Das WM-Finale daheim nachspielen? Das geht, weil EA Sports bei seiner „Fifa“-Reihe endlich auch Frauen mitspielen lässt. Was nicht allen gefällt.

Jetzt auch virtuell: Celia Sasic und die deutsche Nationalmannschaft im Computerspiel „Fifa 16“. Foto: EA Sports / Electronic Arts

B ei „NHL 16“ werden den Spielern Bärte wachsen. Das Eishockey-Computerspiel simuliert nun auch „authentische Bartlängen, -stärken -stile und -Wachstumsraten individueller Spieler“, verkündet Publisher Electronic Arts, der ganz offensichtlich einen harten Job damit hat, für seine Sportspiel-Serien Jahr für Jahr neue Kaufanreize zu erfinden. Für das Fußball-Pendant „Fifa 16“ hat man ebenfalls etwas Tolles entdeckt: Seit 1993 läuft die Reihe und, sieh mal an, es machen ja gar keine Frauen mit!

Das ändert sich ab dem 24. September, dann lässt sich das Finale der Fußball-WM in Kanada endlich im eigenen Wohnzimmer nachspielen. Na ja … außer, wenn Titelverteidiger Japan wieder im Endspiel steht. Oder Mitfavorit Norwegen. Denn die machen nicht mit bei „Fifa 16“, überhaupt sind nur Australien, Brasilien, China, Deutschland, England, Frankreich, Italien, Kanada, Mexiko, Schweden, Spanien und die USA spielbar, also gerade mal 11 der 24 WM-Teilnehmer.

Dass Weltmeister Japan fehlt, dürfte wohl lizenzrechtliche Gründe haben.

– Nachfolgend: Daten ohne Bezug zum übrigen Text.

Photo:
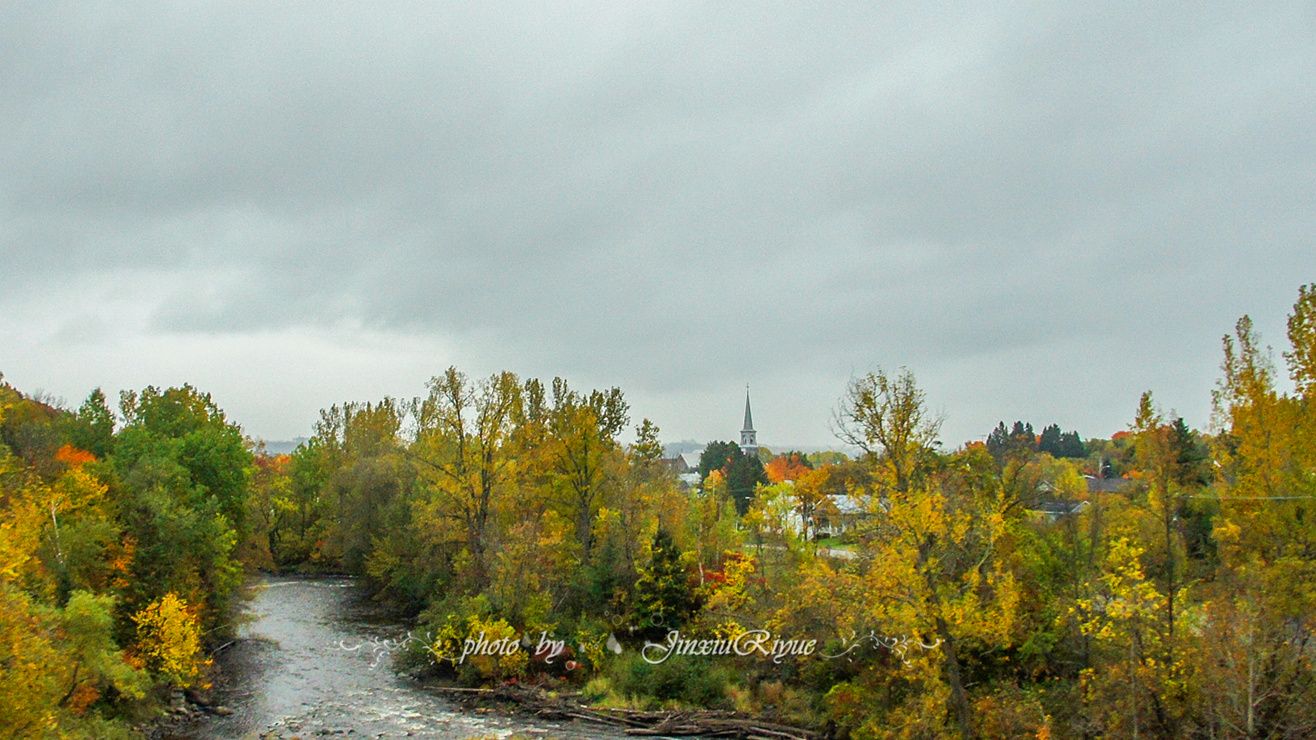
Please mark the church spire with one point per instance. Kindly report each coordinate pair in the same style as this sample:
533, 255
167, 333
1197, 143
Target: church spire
749, 439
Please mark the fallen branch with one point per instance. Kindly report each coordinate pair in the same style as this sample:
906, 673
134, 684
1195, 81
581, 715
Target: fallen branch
707, 723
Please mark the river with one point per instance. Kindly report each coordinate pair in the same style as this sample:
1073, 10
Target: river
294, 678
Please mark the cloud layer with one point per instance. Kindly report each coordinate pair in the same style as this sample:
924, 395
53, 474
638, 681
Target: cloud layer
1041, 210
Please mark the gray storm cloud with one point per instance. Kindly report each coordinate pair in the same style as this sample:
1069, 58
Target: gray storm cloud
1041, 210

Dass kein afrikanisches Team dabei ist, eher marketingtechnische. Überhaupt sind mit den 12 Teams bei weitem nicht die vielen Spielmodi der Männer möglich. Auch Frauen gegen Männer antreten lassen geht nicht – weil das ja bei der echten Fifa auch nicht passieren würde, so die Begründung. Nebenbei drückt sich Electronic Arts so um die Frage, auf welchem Männerniveau man die weltbesten Frauen einsortieren müsste und erspart sich damit mutmaßlich einigen Ärger in den sozialen Medien.

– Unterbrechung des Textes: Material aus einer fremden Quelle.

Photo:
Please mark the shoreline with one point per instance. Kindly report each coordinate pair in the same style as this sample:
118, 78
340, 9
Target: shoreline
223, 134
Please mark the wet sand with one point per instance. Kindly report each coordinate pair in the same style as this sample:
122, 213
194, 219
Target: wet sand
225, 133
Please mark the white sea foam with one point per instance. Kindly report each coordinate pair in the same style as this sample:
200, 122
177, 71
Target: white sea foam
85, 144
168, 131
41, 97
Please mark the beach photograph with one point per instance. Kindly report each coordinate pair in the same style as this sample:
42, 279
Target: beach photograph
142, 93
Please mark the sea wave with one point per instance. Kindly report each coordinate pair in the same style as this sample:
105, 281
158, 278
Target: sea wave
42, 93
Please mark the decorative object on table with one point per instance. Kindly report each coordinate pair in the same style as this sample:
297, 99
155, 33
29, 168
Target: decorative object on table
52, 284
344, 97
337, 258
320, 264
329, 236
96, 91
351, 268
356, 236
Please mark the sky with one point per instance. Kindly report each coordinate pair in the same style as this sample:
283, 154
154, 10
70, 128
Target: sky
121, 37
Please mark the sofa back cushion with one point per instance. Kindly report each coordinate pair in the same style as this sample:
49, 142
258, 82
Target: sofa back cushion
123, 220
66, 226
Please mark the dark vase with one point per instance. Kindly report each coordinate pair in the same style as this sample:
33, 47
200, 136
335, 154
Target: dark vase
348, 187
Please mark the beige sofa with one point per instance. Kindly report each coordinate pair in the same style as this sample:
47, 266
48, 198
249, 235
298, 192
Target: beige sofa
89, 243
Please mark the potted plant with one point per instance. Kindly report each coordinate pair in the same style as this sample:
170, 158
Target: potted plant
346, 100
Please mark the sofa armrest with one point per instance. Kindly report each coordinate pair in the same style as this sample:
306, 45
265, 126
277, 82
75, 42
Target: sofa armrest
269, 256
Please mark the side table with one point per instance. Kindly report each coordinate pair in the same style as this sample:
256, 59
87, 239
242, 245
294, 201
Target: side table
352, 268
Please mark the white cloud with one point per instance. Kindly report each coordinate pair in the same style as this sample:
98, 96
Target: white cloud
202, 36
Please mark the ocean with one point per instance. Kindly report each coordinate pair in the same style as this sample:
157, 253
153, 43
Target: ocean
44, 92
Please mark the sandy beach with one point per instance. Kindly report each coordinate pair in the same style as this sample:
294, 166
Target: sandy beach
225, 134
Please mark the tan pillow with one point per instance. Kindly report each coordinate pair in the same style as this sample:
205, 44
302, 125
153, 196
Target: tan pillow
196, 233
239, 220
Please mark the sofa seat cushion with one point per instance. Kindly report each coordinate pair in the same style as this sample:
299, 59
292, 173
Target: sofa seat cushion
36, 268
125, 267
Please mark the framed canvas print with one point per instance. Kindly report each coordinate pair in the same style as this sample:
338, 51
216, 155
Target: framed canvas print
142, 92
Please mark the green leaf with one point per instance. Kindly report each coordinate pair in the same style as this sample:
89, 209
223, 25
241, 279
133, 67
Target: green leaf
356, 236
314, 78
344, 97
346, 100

Den gab es natürlich trotzdem. Schon nach der Ankündigung im Mai hagelte es sexistische Kommentare: „Frauenfußball ist wie Pferderennen mit Eseln.“ „Auf Frauenfußball bei FIFA hab ich genau soviel bock wie auf Fußpilz.“ „Gibt es auch Trikottausch?“ „Und im Karrieremodus fallen dann die Spielerin wegen ihren Tagen aus oder was?“ Es ist ein Jammer.

Warum es so viele Fans der Fifa-Reihe einfach nicht ertragen, dass jetzt Frauen mitmachen dürfen? Weil die Entwickler dann nicht viel wichtigere Neuerungen einbauen können: „Wäre viel cooler, hätten sie sich erstmal um andere Sachen gekümmert, wie zum Beispiel 3. Bundesliga.“ Oder eben um Bärte.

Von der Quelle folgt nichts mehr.